95% dos presos da saída de Natal de 2023 voltaram; entenda como funciona o benefício


Senado pode votar nesta terça-feira (20) vota projeto que pode acabar com o benefício em datas comemorativas. Benefício é concedido para presos com bom comportamento e que estejam em regime semiaberto. A saída temporária de Natal de 2023 – a mais recente concedida – beneficiou pouco mais de 52 mil presos. Desses, 95% (49 mil) voltaram às cadeias dentro período estipulado. Os outros 5% (pouco mais de 2,6 mil), não.
Os dados são de um levantamento publicado pelo g1 em 18 de janeiro, após o fim do prazo para retorno.
O levantamento mostrou, também, que o benefício foi concedido em 17 das 27 unidades da federação, que Rio de Janeiro, Bahia, Pará e Sergipe registraram os maiores percentuais de não retorno (acima de 10%), e que Espírito Santo, Rio Grande do Sul, Piauí e Rondônia tiveram os menores índices (abaixo de 20% – veja no infográfico abaixo).

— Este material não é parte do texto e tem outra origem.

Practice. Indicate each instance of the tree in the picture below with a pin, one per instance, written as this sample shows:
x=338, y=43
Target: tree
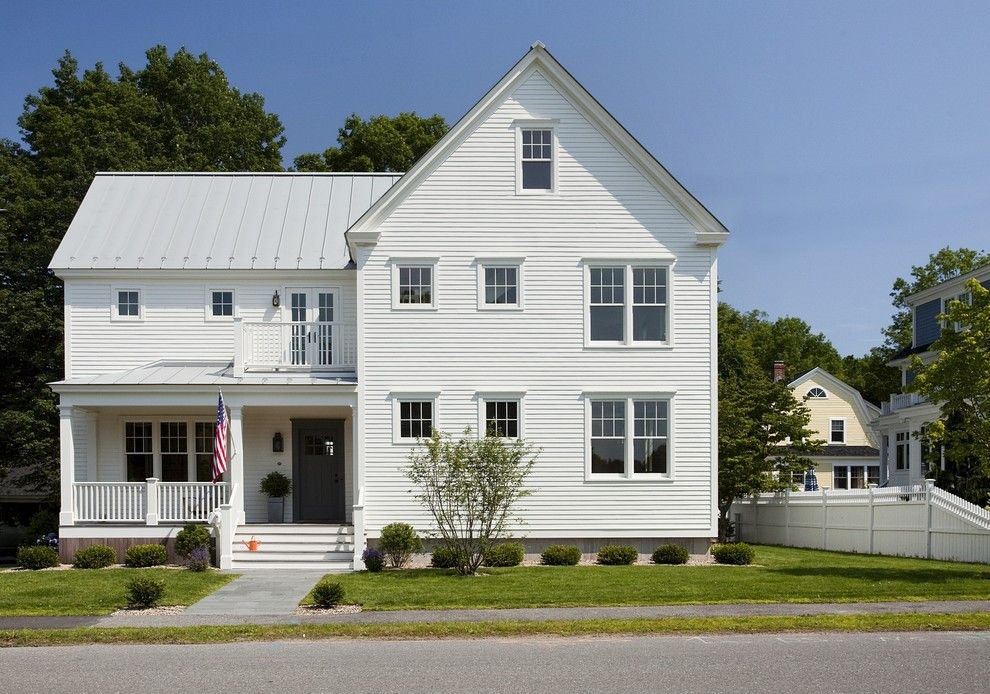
x=470, y=487
x=176, y=113
x=381, y=143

Nesta terça (20), o Senado pode votar um projeto que acaba com benefício, concedido a presos com bom comportamento, que cumprem pena em regime semiaberto (podem ser autorizados a sair para trabalhar ou estudar fora da unidade prisional durante o dia) e que já cumpriram parte do tempo de punição (leia mais abaixo).
O texto foi aprovado na Câmara em 2022, mas foi alterado no Senado e, se aprovado, terá ser novamente avaliado pelos deputados.
O relator do projeto no Senado, Flávio Bolsonaro (PL-RJ), diz que esse tipo de saída tem colocado a população em risco. Especialistas afirmam que acabar com a saidinha atrapalharia a ressocialização.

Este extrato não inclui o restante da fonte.